Location
- P.O. Box 84, Bushenyi, Uganda Ward II Parish, Bushenyi TC Sub-county, Igara, Bushenyi District, Western Region, Uganda

Information
- Other name: Kagwa Bushenyi High School
- Type: Government-aided secondary school; boarding
- Motto: "We Labour for Our Future"
- Religious affiliation: Catholic
- Denomination: Roman Catholic
- Established: 1968 (founded by Mbarara Diocese)
- Founder: Mbarara Diocese
- Gender: Boys
- Age range: Secondary (S1–S6)
- Campus type: Rural
- Athletics: Football, basketball, etc.

= St. Kaggwa Bushenyi High School =

Government secondary school in Uganda

Kagwa Bushenyi High School is a government-aided boys school located in Bushenyi District, Western Uganda. The school was founded in 1968 by the Mbarara Catholic Diocese and later received government aid in 1976. It is named after Saint Charles Lwanga (St. Kagwa), one of the Uganda Martyrs.

== History ==

St. Kagwa Bushenyi High School was established in 1968 under the leadership of Rev. Fr. Bruno Loiselle (RIP), a catholic missionary Diocese's efforts to expand access to secondary education in southwestern Uganda.
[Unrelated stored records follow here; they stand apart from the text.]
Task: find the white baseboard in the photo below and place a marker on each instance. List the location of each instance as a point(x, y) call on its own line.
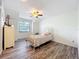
point(66, 42)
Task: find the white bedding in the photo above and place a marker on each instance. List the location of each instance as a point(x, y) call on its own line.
point(37, 40)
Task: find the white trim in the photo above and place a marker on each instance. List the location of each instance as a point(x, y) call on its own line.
point(0, 52)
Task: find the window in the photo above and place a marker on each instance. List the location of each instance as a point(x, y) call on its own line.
point(24, 26)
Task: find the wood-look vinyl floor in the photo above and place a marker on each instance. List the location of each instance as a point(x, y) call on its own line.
point(52, 50)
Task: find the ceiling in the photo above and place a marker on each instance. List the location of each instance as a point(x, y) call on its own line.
point(50, 7)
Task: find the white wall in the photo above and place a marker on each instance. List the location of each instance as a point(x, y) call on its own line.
point(61, 19)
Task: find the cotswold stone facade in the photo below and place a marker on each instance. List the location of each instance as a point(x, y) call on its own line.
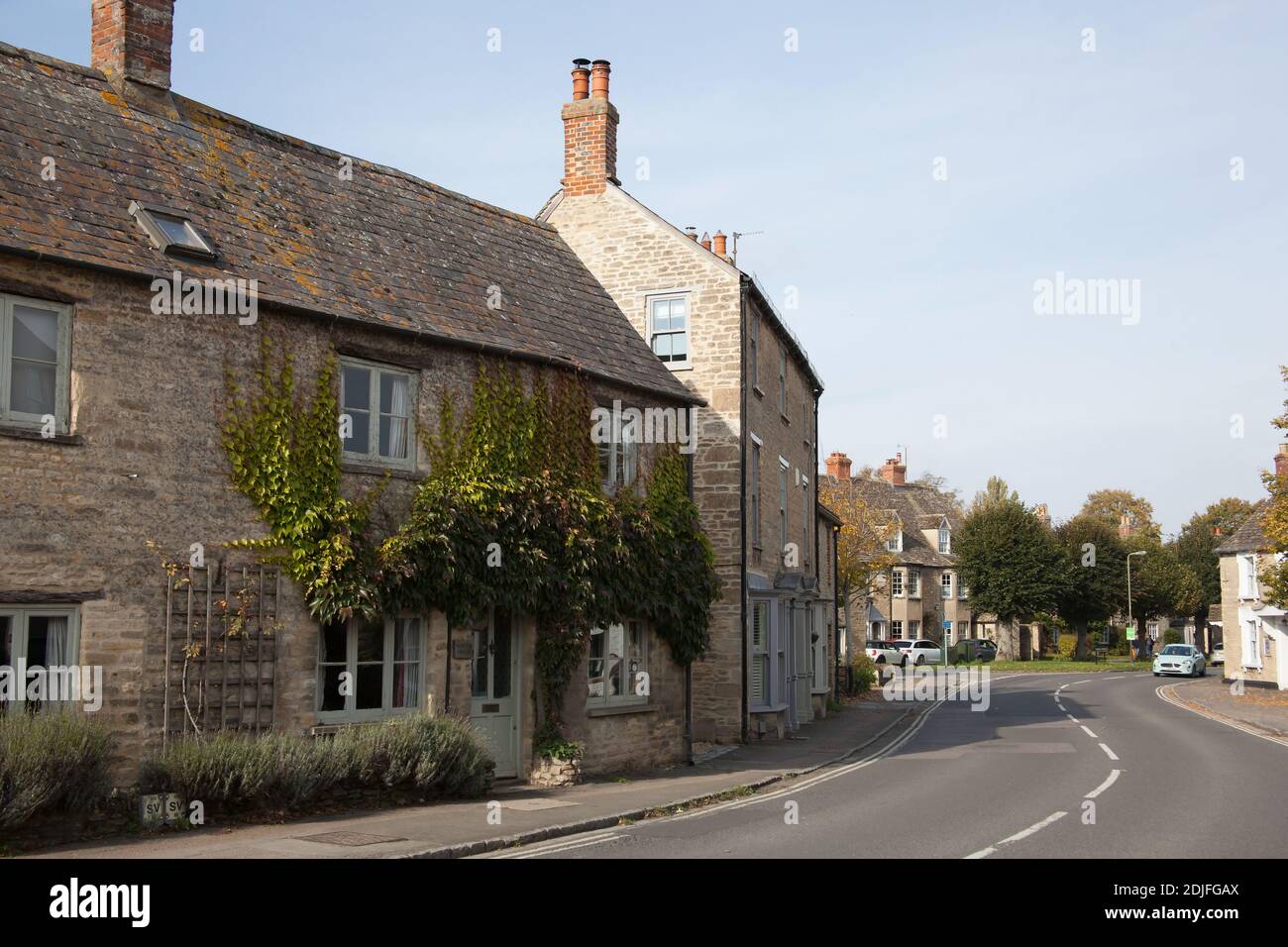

IN 1976, the Government of Uganda granted the school aided status, enabling state involvement in staff remuneration, policy guidance and school governance through appointed boards. Over the years, the school has developed with financial and administrative support from both the government and parents, particularly through the Parents-Teachers Association (PTA).

== Administration and governance ==
As a government-aided institution, St. Kagwa Bushenyi High School operates under Uganda's Ministry of Education and Sports. The government pays salaries for some teaching staff and appoints boards responsible for oversight and management. Parents contribute through school fees, which support recurrent expenditures and capital development projects.

== Co-curricular activities ==
The participates in co-curricular activities including sports, where students take part in various inter school and district level sports competitions.